It’s unclear just how many people like Spears are currently vying to get out of these arrangements in the U.S. There are around 1.3 million active adult guardianship or conservatorship cases nationwide, with at least $50 billion in assets involved, according to the Justice Department.
There’s also a long-standing history of paternalistic, abusive attitudes toward disabled people in the U.S. that, much like Spears’ current situation, intersect with reproductive rights and the courts.

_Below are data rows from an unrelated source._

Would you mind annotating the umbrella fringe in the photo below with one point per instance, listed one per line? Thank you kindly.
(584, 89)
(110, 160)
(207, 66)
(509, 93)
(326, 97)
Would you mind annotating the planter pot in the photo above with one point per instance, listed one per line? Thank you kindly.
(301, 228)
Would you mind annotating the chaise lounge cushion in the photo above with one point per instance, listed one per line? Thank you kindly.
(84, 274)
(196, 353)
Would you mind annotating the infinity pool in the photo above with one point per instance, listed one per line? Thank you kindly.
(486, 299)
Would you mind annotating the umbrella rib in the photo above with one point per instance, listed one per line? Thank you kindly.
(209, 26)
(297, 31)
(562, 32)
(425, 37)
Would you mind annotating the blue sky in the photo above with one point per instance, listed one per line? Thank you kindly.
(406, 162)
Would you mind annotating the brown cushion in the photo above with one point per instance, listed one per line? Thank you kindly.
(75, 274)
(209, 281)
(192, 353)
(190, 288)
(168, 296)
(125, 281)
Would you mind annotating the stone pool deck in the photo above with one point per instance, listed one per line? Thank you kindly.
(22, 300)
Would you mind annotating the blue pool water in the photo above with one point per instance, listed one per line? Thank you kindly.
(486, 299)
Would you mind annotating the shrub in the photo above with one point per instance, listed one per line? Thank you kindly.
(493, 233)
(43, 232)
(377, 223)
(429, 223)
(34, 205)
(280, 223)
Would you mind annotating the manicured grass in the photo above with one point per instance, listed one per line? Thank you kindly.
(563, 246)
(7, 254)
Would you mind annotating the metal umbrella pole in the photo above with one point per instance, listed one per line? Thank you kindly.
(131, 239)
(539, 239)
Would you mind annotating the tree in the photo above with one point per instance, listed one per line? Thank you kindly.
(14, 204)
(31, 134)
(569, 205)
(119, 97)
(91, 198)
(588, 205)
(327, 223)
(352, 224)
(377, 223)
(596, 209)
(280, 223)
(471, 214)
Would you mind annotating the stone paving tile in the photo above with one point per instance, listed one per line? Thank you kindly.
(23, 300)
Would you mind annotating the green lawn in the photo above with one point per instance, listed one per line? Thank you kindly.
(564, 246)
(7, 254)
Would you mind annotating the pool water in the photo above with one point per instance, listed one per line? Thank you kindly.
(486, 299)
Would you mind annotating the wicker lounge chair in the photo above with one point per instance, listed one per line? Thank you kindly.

In Buck v. Bell, the 1927 Supreme Court decision, the court upheld a state-mandated sterilization program for “mentally deficient” individuals and others—a ruling that, to this day, has not been overturned. Some Twitter users were quick to draw parallels between that case and what Spears is experiencing, since she said Wednesday that “I have an IUD in my body right now that won’t let me have a baby and my conservators won’t let me go to the doctor to take it out.”
“The idea that an adult woman has had an IUD forced upon her and the law will permit third-parties from allowing her to have a child against her will is anathema to basic principles of bodily autonomy and the right to self-determination,” Anthony Michael Kreis, a law professor at Georgia State University, said on Twitter. “It smacks of Buck v. Bell. #FreeBritney.”
And that’s not even the full extent of the control others have over Spears’ life. According to her comments Wednesday, Spears has been forced to perform while ill and take lithium. She’s been monitored extensively by nurses and security staff.
“I’m tired of feeling alone,” she said. “I deserve to have the same rights as anybody does, by having a child, a family, any of those things, and more so.”